このレビューはネタバレを含みます
全編に充満する緊迫感とかそれぞれの、刺されるような強いストレスの映画化はとてもハイレベルで刺激を受けたけど、それとは別にしんどくて〝もう一回観たい!〟という映画ではなかった、、
主人公が死ななくてよかった。
大概の女性ジャーナリストものは亡くなってしまうので…。
無邪気な女性蔑視もしんどい。
サイードの人がうまくて怖すぎる。
画面は宗教ベース風の角度だけど、この映画の中で嫌だなって感情や行動をする人たちって、世界中にいるよね。

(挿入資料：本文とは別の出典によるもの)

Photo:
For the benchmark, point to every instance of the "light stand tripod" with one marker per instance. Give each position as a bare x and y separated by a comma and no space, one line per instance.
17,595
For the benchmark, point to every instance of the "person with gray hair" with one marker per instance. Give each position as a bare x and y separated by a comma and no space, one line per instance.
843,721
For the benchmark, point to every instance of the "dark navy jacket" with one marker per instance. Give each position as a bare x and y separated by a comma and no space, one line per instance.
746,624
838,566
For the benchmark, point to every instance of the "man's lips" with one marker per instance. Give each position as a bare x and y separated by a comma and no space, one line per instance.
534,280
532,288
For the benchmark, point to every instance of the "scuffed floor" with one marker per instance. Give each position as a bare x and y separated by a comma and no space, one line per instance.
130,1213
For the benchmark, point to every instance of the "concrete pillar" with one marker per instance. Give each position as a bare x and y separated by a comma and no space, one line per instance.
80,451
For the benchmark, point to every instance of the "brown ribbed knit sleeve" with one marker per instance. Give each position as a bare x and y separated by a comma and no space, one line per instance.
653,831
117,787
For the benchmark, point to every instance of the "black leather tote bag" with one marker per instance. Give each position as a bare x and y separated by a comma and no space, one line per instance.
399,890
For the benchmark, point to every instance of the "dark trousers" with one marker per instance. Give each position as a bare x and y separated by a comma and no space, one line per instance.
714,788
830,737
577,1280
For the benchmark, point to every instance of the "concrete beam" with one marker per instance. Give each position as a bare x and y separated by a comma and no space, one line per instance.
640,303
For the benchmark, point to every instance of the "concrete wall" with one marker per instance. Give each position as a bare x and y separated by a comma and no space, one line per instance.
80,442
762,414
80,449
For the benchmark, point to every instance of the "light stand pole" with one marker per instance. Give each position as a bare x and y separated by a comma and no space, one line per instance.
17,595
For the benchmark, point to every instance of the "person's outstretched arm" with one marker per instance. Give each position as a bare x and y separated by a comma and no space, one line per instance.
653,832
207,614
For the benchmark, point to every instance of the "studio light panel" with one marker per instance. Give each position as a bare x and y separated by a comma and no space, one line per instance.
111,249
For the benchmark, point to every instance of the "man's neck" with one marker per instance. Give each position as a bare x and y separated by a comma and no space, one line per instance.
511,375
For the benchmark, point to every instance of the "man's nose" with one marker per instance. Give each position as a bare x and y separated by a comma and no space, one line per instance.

観客には、サイードが欲求不満から八つ当たり的フェミサイドを働き、やがてただ快楽を求める殺人に走っているように見えるように作られているけれど、
その浅ましい様すら、宗教的解釈をすれば
「売女の成敗の際に無上の悦びを感じられたのは、神がそれをお望みであったから」であり、純粋な信仰の賜物の法悦で、とても神聖なものである。ということになるんだろうなあ。サイード本人からしてそう信じて疑わないんだろうなあ。など、多重に考えられて心が重くなる。
人々の倫理観の撮り方もそんな感じ。